First Beer of the Day 2:32pm

The Thai word for humid is choom or cheun.

In French it’s lourde or heavy.

Either way the days in Pattaya have exorcised a sweaty demon from my flesh. This loss of water weight has my neighbors and mia noi remarking that I look a little thinner.

Down to 85 kilos and a BMI of 25.7


The very bottom rank of fat and I owe it more to Nick Reiter’s departure to the UK than the warmer weather.

No more drinking at 3pm till 3am.

I feel like I’ve been deserted like an unwanted woman.

He feels the same way too, only he’s in fuckin’ England working a regular job for cunts.

“Sunday has arrived and finally a day off, I really am too old for this shit, there must be more to life than this, is this what I have lived 47 years for. It`s getting very dark and cold here, today is officially the end of British summer time, the clocks went back last night. The only time I go to the pub now is after work on fridays, and then I only have 2 or 3 because I am shit scared of the old bill and drink driving, lose my licence then no job at all.”.
Not heaven on earth but purgatory and what can he expect after investing all the money from the sale of his house in beer, sex, and golf.
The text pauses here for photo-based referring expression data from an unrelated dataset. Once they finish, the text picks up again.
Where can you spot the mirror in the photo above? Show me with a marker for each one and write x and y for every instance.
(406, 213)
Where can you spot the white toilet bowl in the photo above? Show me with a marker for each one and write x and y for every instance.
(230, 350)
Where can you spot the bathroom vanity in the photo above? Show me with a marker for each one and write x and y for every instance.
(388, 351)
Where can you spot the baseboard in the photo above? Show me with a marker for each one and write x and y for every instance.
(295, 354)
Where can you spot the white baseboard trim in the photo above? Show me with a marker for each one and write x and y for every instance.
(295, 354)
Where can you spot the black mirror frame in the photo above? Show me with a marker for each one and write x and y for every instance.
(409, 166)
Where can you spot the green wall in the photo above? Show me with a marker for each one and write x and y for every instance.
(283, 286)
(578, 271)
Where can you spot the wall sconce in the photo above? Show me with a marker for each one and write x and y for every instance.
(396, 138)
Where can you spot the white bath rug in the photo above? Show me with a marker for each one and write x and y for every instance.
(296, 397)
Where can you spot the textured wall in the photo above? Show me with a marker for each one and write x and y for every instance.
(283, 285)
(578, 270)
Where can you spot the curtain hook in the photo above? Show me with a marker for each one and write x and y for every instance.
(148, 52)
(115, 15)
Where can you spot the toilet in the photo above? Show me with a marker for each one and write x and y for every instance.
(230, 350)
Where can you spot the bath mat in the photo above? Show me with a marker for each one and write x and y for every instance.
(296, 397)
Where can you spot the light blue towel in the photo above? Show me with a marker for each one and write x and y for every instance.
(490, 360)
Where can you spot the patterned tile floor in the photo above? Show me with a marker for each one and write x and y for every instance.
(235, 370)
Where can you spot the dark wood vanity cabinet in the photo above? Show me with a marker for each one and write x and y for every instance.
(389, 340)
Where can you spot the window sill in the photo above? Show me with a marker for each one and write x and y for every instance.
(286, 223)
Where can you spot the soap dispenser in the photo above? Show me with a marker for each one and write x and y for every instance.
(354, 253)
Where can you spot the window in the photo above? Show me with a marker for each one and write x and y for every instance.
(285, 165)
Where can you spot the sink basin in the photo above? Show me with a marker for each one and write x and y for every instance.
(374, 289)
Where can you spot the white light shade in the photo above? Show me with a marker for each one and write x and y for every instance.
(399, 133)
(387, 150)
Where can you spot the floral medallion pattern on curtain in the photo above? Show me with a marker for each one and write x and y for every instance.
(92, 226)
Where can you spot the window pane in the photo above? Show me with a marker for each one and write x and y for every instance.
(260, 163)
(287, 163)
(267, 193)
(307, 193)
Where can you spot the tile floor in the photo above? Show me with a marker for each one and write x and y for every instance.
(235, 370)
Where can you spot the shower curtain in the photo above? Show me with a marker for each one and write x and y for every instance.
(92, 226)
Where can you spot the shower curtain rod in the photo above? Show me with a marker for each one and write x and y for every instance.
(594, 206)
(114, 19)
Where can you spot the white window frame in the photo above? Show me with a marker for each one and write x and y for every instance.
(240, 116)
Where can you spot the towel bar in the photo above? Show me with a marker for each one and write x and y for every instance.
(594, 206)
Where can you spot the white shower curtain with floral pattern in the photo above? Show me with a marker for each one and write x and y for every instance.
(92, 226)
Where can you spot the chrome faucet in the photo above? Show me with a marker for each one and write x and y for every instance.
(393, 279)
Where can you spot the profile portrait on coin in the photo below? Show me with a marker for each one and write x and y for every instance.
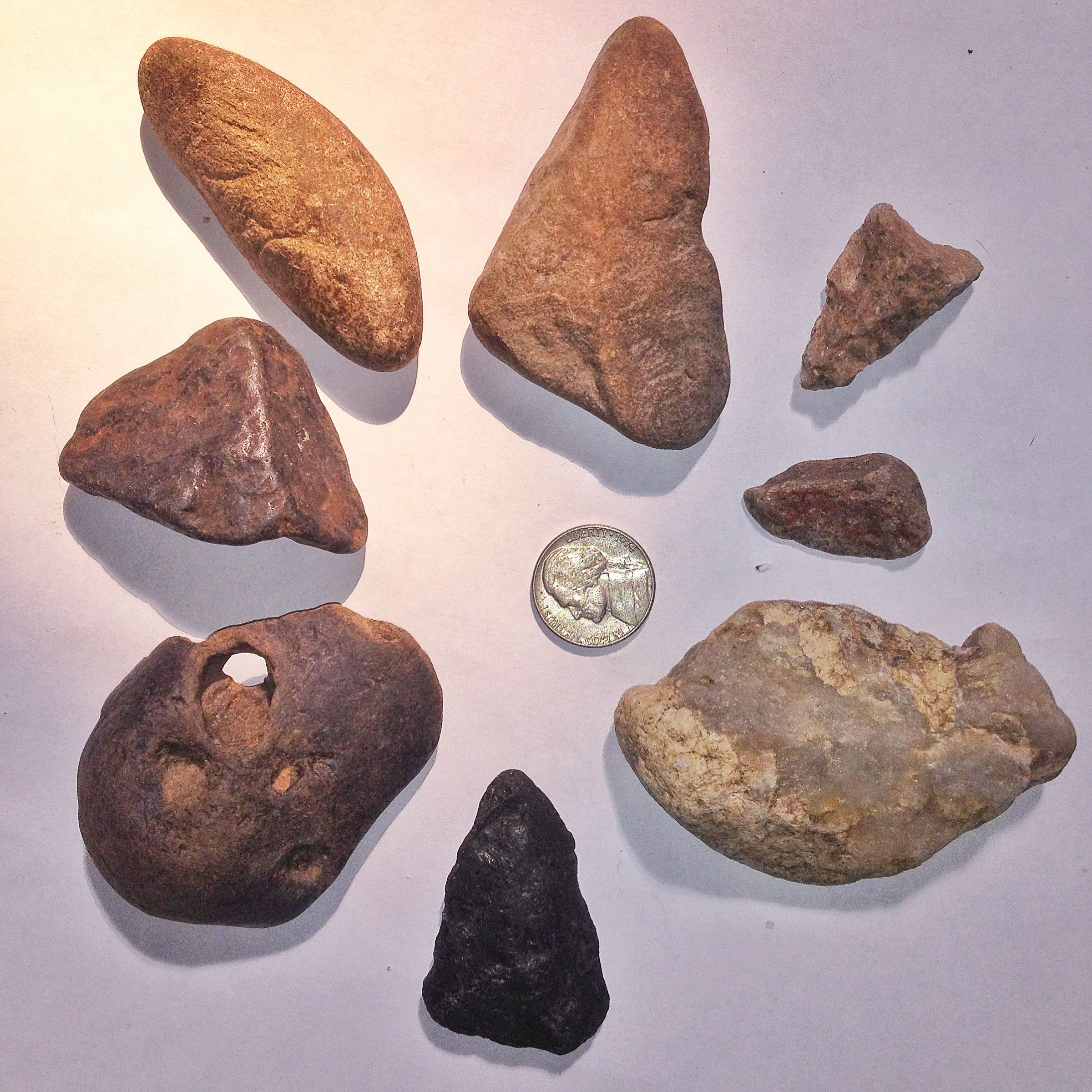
(583, 580)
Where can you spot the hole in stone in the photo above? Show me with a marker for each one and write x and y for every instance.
(304, 864)
(182, 775)
(247, 669)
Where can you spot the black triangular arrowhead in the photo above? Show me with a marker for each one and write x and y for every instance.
(517, 958)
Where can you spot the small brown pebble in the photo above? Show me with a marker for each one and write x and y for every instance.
(886, 283)
(298, 194)
(205, 801)
(224, 439)
(866, 506)
(601, 288)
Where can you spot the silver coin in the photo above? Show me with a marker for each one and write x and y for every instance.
(593, 585)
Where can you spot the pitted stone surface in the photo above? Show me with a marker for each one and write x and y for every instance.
(298, 194)
(824, 745)
(224, 439)
(885, 284)
(601, 288)
(205, 801)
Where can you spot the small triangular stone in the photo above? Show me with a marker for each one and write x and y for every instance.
(517, 958)
(885, 284)
(601, 288)
(224, 439)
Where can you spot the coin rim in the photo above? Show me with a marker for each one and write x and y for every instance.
(537, 579)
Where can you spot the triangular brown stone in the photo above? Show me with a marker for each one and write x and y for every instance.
(224, 439)
(601, 288)
(300, 196)
(885, 284)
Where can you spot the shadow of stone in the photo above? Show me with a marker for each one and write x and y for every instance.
(200, 587)
(673, 855)
(372, 397)
(200, 945)
(575, 434)
(512, 1056)
(825, 407)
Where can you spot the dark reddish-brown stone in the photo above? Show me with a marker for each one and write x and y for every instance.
(886, 283)
(205, 801)
(224, 439)
(298, 194)
(517, 958)
(601, 288)
(866, 506)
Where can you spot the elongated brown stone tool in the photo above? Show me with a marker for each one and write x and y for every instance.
(298, 194)
(205, 801)
(601, 288)
(517, 958)
(866, 506)
(885, 284)
(824, 745)
(224, 439)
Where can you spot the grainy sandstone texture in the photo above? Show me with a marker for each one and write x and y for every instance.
(601, 288)
(865, 506)
(205, 801)
(224, 439)
(517, 958)
(298, 194)
(886, 283)
(821, 744)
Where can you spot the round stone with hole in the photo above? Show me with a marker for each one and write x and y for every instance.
(207, 800)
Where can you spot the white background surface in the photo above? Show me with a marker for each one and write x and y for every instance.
(970, 973)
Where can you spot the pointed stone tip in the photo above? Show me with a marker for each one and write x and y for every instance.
(517, 955)
(886, 283)
(224, 439)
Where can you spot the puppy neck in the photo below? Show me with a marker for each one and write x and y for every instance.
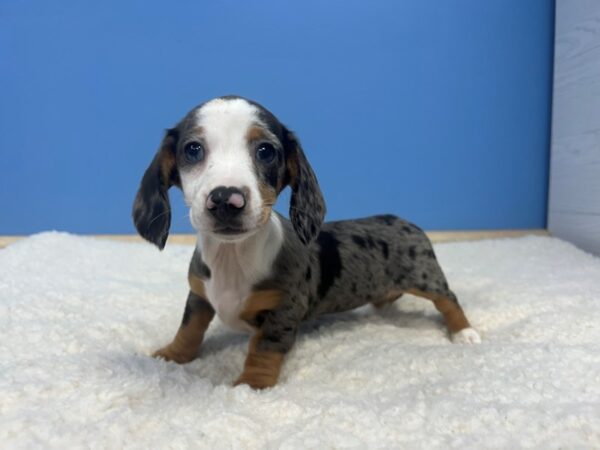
(253, 255)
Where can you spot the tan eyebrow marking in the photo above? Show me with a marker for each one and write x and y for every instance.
(255, 134)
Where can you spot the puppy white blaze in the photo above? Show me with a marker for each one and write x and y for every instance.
(225, 124)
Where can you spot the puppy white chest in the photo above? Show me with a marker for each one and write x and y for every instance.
(237, 267)
(226, 292)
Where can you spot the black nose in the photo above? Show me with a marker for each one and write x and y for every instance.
(225, 202)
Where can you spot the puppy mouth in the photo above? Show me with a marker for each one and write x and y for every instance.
(230, 231)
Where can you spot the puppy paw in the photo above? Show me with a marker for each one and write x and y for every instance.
(466, 336)
(170, 353)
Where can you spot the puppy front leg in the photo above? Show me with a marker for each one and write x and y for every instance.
(262, 366)
(196, 318)
(276, 317)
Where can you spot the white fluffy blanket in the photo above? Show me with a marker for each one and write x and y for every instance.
(78, 318)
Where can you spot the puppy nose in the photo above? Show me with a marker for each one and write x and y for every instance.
(228, 200)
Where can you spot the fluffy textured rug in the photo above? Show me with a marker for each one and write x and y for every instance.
(78, 318)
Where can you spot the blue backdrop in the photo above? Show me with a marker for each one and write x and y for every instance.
(437, 111)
The Victoria Cross for beer-drinking?

If it was up to me, I would have pinned the medal on his chest, but I’m a failurologist first-class. It’s my wife’s birthdayl and I drank drank my first beer of the day in less than one minute. 2:32pm-2:33pm. Damn, I was thristy. Even better I bought the beer with the recycling money from the trash collectors. How’s that for being green, Al Gore?


Where’s my Nobel Peace Prize?

Same closet as Nick’s Victoria Cross.

Second beer is taking its time asI listen to Serge Gainsbourg’s  MELODY NELSON.

Who played that bass?

Jean-Claude Vannier?

The producer?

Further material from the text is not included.